Temporary output files

The following temporary output files are created, largely for running HYPHY. If keeptempfiles is True, then these files are kept in the directory. If keeptempfiles is False, then these files are deleted at the conclusion of the script if it terminates normally (if it ends in error, any created files are retained for debugging purposes). The temporary files are:

  • Prxy.ibf is a HYPHY include batch file that specifies the substitution model in Equation (1).
  • coded_fastafile.fasta is a version of the sequence aligment in fastafile where the sequence headers have been changed to unique names that conform to HYPHY naming requirements.
  • coded_treefile.newick is a version of the tree in treefile where the sequence names have been changed to match the renamed headers in coded_fastafile.fasta, so that they conform to HYPHY naming requirements.
  • hyphy_optimizetree_cmds.bf is a HYPHY batch file that performs the operations to optimize the tree branch lengths and any global parameters (such as the mutation rates \(Q_{xy}\)) over all sites.
  • hyphy_optimizetree_output.txt is a file that contains the results of running HYPHY on hyphy_optimizetree_cmds.bf.

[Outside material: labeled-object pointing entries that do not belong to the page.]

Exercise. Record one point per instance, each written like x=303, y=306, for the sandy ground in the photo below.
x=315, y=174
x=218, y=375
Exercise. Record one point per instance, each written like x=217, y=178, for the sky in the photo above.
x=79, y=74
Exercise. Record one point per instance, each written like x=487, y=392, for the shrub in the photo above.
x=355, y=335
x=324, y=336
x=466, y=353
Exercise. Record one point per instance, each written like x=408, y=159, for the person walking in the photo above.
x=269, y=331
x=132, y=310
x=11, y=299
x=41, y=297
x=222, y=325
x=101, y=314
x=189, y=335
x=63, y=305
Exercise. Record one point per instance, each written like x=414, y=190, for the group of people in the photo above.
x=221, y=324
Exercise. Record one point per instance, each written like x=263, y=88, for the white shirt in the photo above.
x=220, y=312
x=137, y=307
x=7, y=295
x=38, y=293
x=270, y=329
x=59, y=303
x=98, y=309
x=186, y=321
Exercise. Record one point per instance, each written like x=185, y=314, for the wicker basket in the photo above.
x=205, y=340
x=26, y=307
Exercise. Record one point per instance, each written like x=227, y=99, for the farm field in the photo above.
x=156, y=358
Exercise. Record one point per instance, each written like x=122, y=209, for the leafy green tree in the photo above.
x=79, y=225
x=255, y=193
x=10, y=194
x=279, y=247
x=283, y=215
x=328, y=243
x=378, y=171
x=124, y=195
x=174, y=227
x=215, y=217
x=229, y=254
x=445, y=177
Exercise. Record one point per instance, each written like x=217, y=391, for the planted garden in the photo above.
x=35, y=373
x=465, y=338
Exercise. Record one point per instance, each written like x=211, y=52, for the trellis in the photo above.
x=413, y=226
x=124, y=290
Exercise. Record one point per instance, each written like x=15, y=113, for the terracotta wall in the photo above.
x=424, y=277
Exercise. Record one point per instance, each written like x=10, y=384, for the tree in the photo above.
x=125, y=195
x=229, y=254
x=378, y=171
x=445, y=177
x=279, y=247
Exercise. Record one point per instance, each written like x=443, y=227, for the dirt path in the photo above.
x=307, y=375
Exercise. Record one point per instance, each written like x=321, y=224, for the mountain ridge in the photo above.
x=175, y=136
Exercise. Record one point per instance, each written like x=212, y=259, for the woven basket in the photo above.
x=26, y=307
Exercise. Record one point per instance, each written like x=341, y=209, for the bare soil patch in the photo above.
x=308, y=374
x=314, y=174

  • coded_optimizedtree.newick is a version of the tree with HYPHY optimized branch lengths with the names still matching those that have been changed to HYPHY naming as in coded_fastafile.fasta and coded_treefile.newick. Except for the names being coded, this matches the primary output file with suffix optimizedtree.newick.
  • If persitelikelihoods is True, then for each site files of the name hyphy_site1_cmds.bf and hyphy_site1_output.txt are created for each site number (the example names above are for site 1).